Decorating a Room of One's Own by Susan Harlan

Decorating a Room of One's Own by Susan Harlan

Author:Susan Harlan
Language: eng
Format: epub
Publisher: Abrams
Published: 2018-10-09T16:00:00+00:00


For anyone who has ever wanted to get away from it all, a Kansas prairie farmhouse is just the ticket. Dorothy is fortunate to live in the midst of these great prairies with her hardworking, silent farmer uncle and his equally somber wife. The one-room house has an almost prefab minimalism to it, with its four walls, floor, and roof. This all-purpose room contains a rusty-looking cooking stove, a cupboard for dishes, a table, three or four chairs, and the beds. Uncle Henry and Aunt Em have a big bed in one corner and Dorothy a little bed in another corner.

“It’s like a studio apartment, but you have two sad and life-wearied roommates, and you live in the middle of nowhere,” says Dorothy.

The property also has some sheds where the cows and horses are kept, but they are just normal cows and horses and not Kalidahs, which have bodies like bears and heads like tigers and are not a thing in Kansas.

Location is everything when constructing a farmhouse, and the flatness and grayness of the Kansas prairie ideally complement the house’s simplicity. When Dorothy stands in the doorway and looks around, she can see nothing but the great gray prairie on every side. Not a tree nor a house breaks the broad sweep of flat country that reaches to the edge of the sky in all directions. The sun has baked the ploughed land into a gray mass, with little cracks running through it. Even the grass is not green, for the sun has burned the tops of the long blades until they are the same gray color to be seen everywhere. So that’s the deal with prairies.

Uncle Henry and Aunt Em also found inspiration in the prairie’s grayness when selecting the exterior paint. They wanted a color that would be blistered by the sun and washed away by the rain, as that is what happens in Kansas.

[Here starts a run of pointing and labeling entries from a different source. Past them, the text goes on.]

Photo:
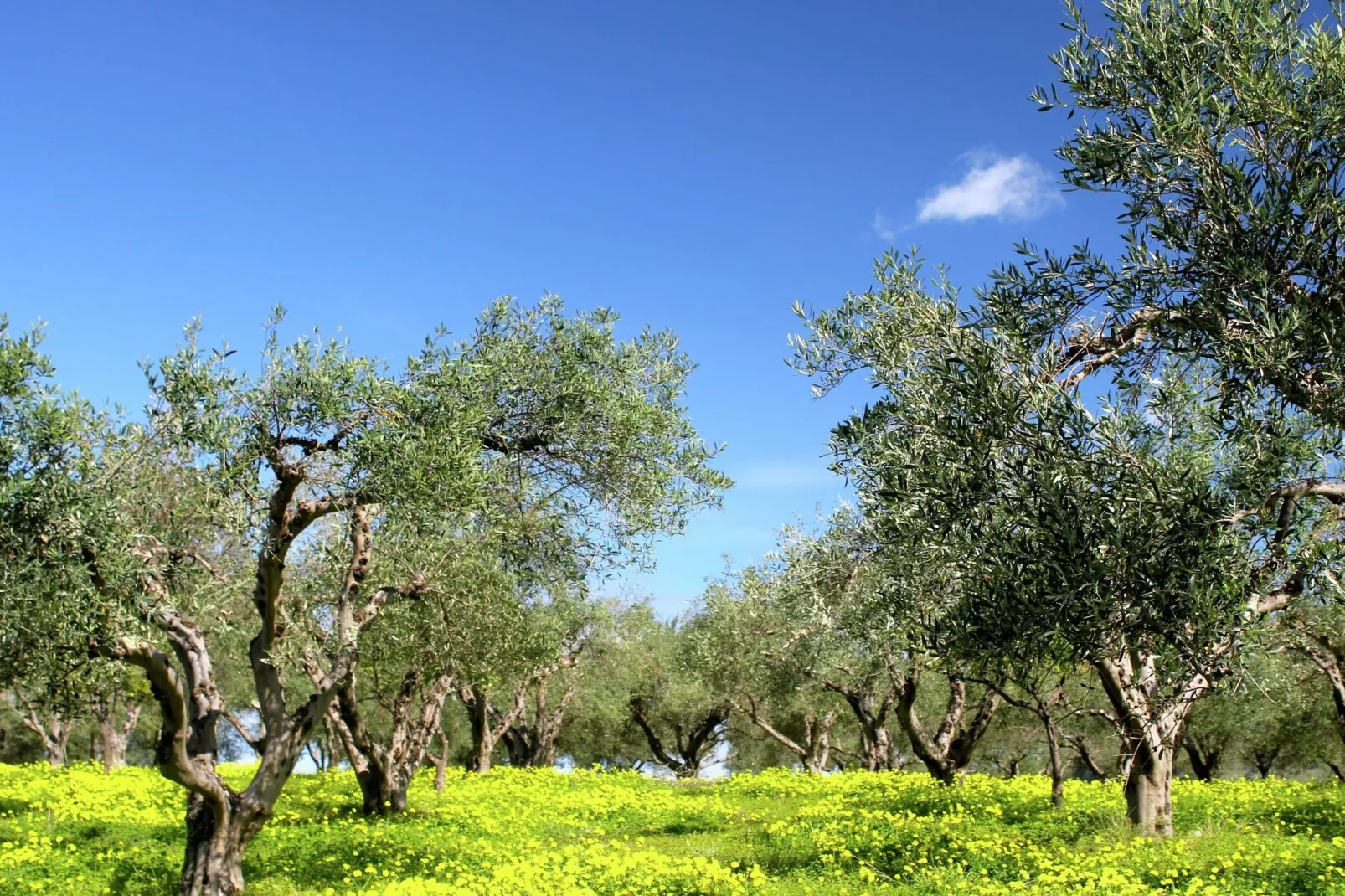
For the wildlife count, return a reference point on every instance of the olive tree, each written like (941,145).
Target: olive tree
(1121,537)
(317,441)
(590,456)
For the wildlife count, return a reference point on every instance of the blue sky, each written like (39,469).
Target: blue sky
(390,167)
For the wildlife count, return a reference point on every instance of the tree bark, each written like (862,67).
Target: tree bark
(440,762)
(221,821)
(1149,791)
(385,770)
(1058,765)
(1153,725)
(879,752)
(54,732)
(950,749)
(692,745)
(1043,707)
(116,736)
(477,700)
(816,751)
(532,738)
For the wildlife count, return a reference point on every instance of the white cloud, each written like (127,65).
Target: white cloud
(883,228)
(994,188)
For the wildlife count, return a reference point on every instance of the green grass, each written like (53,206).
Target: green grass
(539,832)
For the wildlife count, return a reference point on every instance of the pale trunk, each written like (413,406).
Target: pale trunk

“Now the color is as dull and gray as everything else,” says Dorothy. “They probably should have gone with a durable, all-weather laminate siding. But, you know, hindsight and twenty-twenty and all that.”

There is no garret at all, and no cellar, but the house does boast a small hole, dug in the ground, called a cyclone cellar, where the family can go in case a great whirlwind arises, mighty enough to crush any building in its path. The cyclone cellar is reached by a trapdoor in the middle of the floor, from which a ladder leads down into the small, dark space.

“Cyclone cellars are the sort of thing preppers are into,” says Dorothy. “They stockpile water, canned food, generators, flashlights, and stuff like that for when the apocalypse happens. But that’s not the way we think about it. I’m not convinced the apocalypse is coming. Aunt Em and Uncle Henry say that life is just steady, unchanging, and routine and stretches out for miles and miles until the end.”